Trump justifica su interés por razones de seguridad nacional. Groenlandia es estratégica por su posición en el Ártico, el control de rutas aéreas y marítimas, la competencia con Rusia y China, la presencia de minerales críticos y su papel en la defensa antimisiles. Estados Unidos ya cuenta con una base militar en la isla, lo que refuerza su interés operativo.
La primera opción pasa por mantener la soberanía danesa, pero ampliar de forma significativa la presencia militar estadounidense mediante nuevos acuerdos de defensa, más bases y mayor control aéreo y naval. Es la vía que prefiere Dinamarca, pero en Washington se considera insuficiente.

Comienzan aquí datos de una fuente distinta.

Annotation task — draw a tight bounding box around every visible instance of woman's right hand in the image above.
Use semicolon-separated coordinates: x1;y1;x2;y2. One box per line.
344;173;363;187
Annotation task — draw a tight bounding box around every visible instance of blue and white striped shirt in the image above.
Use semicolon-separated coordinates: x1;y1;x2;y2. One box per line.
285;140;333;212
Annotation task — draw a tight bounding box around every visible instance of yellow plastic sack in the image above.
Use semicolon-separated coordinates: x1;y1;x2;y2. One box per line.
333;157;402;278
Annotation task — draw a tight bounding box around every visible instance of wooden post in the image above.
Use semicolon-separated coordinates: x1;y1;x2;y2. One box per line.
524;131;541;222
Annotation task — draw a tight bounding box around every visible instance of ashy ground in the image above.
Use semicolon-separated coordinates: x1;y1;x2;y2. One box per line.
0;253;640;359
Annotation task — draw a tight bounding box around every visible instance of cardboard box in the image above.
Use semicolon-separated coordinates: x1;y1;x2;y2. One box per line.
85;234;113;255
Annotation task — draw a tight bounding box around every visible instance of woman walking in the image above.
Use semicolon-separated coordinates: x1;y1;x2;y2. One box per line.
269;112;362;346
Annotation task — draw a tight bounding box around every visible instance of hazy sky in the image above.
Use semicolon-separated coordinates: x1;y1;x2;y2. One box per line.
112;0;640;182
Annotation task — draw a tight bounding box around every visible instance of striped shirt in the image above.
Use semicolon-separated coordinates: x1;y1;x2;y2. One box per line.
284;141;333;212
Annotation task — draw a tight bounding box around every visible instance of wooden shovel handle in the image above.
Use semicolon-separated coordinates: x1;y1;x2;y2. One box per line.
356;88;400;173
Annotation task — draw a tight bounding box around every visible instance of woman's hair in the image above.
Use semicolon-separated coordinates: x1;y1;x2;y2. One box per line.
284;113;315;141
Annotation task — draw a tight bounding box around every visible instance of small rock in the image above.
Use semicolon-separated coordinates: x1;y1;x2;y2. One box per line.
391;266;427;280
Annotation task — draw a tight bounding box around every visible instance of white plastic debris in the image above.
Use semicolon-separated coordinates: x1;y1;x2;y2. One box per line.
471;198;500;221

La segunda opción es la independencia de Groenlandia bajo protección estadounidense. Aunque la mayoría de la población apoya separarse de Dinamarca, apenas un 6 % quiere integrarse en Estados Unidos. Se debate un modelo de libre asociación, que daría a Washington el control de la defensa, pero no satisface a Trump al no implicar una integración territorial plena.
La tercera opción, la más sensible, es la anexión. Trump no descarta el uso de la fuerza, un escenario que Dinamarca considera políticamente devastador. Copenhague advierte de que un ataque estadounidense supondría el final de facto de la OTAN, debilitando gravemente la seguridad europea y dejando a Europa expuesta frente a Vladímir Putin.
El debate incluye el factor económico. Aunque Estados Unidos ofreció en 1946 el equivalente actual a 12.900 millones de dólares, el valor realista de los recursos explotables de Groenlandia se estima muy por encima. Por ello, gana peso una vía alternativa: compensar directamente a la población, una opción más barata pero jurídicamente compleja, ya que el derecho internacional exige el consentimiento de Groenlandia y Dinamarca.